Group Still Wants Royals

Miles Prentice, whose $75 million bid to buy the Kansas City Royals was rejected last week by baseball, is refusing to quit.

The New York lawyer, with 11 members of his investor group standing behind him, said Monday he is keeping his offer on the table while the Royals seek other possible owners.

"I want you and this community to know that I am not removing from the table our proposal," Prentice said during a news conference. "As the board pursues its various alternatives, it can do so with the assurance that there is still a viable proposal on the table."

The Royals' board approved Prentice's bid on Nov. 13, 1998. But baseball owners voted 29-1 in September to table consideration on his bid, and baseball's top lawyer sent the Royals a letter last Wednesday saying Prentice will not be approved.

Baseball gave no reason for the rejection, and Prentice declined to speculate.

"The Royals' board is dedicated obviously to keeping the sale price at a minimum of $75 million," Prentice said. "But what would happen if the Prentice group withdrew its bid and the board were to be faced with a lower offer from another source?

"The board would be faced with a terrible dilemma: Sell the team for a lower price - or open up bidding to purchasers who would be granted the right to move the team at some point in the future."

Founding owner Ewing Kauffman, who died in 1993, directed that the team be sold to a buyer who would promise to keep it in Kansas City, and that money from the sale be used to fund charities in the area.

Kauffman's succession plan contained a six-year period to find an owner who would keep the team in Kansas City. That runs out Jan. 1, 2002, and after that, the team must be sold to the highest bidder with no guarantees of where it will operate.

"Our proposal becomes a conscience protecting the character of Mr. Kauffman's legacy," Prentice said. "Major league baseball would have to look this community in the eye and tell it that rather than having the Prentice group own the team, the Kansas City Royals should be put on the national auction block and sold to an owner with the right to move the team from Kansas City."

Prentice said "90 percent" of his investment group remains solidly committed.

"We have the $75 million even if a few people opt out," he said. "When the Royals ask for new bids and new proposals, ours will be there."

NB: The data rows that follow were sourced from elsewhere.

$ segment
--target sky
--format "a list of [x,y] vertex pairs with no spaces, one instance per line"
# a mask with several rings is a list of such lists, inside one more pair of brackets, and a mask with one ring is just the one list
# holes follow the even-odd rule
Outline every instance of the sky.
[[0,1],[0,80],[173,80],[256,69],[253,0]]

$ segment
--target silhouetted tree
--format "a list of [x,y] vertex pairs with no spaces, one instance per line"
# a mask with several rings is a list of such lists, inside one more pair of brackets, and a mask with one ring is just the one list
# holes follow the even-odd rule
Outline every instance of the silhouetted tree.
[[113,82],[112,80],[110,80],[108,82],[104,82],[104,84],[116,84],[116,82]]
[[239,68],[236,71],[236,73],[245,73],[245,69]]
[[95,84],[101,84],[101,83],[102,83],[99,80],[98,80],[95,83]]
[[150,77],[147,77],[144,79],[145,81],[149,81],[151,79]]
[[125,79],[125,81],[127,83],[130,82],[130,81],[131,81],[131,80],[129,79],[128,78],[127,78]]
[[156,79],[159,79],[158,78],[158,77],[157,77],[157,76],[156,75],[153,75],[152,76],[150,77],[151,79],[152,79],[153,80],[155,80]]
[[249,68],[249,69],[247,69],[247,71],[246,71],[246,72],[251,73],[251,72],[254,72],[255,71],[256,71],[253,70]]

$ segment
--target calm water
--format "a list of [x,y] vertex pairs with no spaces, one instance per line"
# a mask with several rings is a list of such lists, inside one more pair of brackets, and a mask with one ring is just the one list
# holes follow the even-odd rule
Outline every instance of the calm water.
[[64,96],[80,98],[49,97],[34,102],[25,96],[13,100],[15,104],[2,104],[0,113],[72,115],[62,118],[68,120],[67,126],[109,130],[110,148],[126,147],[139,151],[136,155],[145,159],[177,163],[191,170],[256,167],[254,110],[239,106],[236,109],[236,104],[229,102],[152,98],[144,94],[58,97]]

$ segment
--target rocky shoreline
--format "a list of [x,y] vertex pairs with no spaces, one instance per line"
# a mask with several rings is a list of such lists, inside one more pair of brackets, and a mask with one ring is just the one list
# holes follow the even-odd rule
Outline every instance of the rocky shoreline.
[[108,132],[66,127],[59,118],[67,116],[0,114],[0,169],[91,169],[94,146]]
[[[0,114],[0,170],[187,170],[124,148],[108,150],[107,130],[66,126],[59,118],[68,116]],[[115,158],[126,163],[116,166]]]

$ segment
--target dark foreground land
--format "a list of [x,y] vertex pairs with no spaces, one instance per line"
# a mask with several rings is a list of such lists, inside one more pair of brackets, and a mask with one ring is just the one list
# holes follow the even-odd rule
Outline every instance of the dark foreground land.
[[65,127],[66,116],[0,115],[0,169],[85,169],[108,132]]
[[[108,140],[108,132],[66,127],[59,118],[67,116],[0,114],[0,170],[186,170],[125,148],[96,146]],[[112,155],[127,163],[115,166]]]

Prentice's group includes some of Kansas City's most prominent families, including golfer Tom Watson and former Negro leagues star Buck O'Neil.

"We're focused on going forward," Prentice said. "If suitable alternatives don't come forward, then I believe we will be able to find a way to addres whatever issues they may have had. But we don't know what those issues are. I've talked to a couple of members of the board. They support me."

Prentice said he was not planning any legal action against baseball. O'Neil said Prentice's personality may not be attractive to corporate-minded owners.

"I don't know how much of a chance he's got now," said O'Neil. "The powers that be in baseball have said no. My thinking is this

he's a baseball salesman in the image of a Calvin Griffith or a Bill Veeck, and that's just not where owners want to be these days."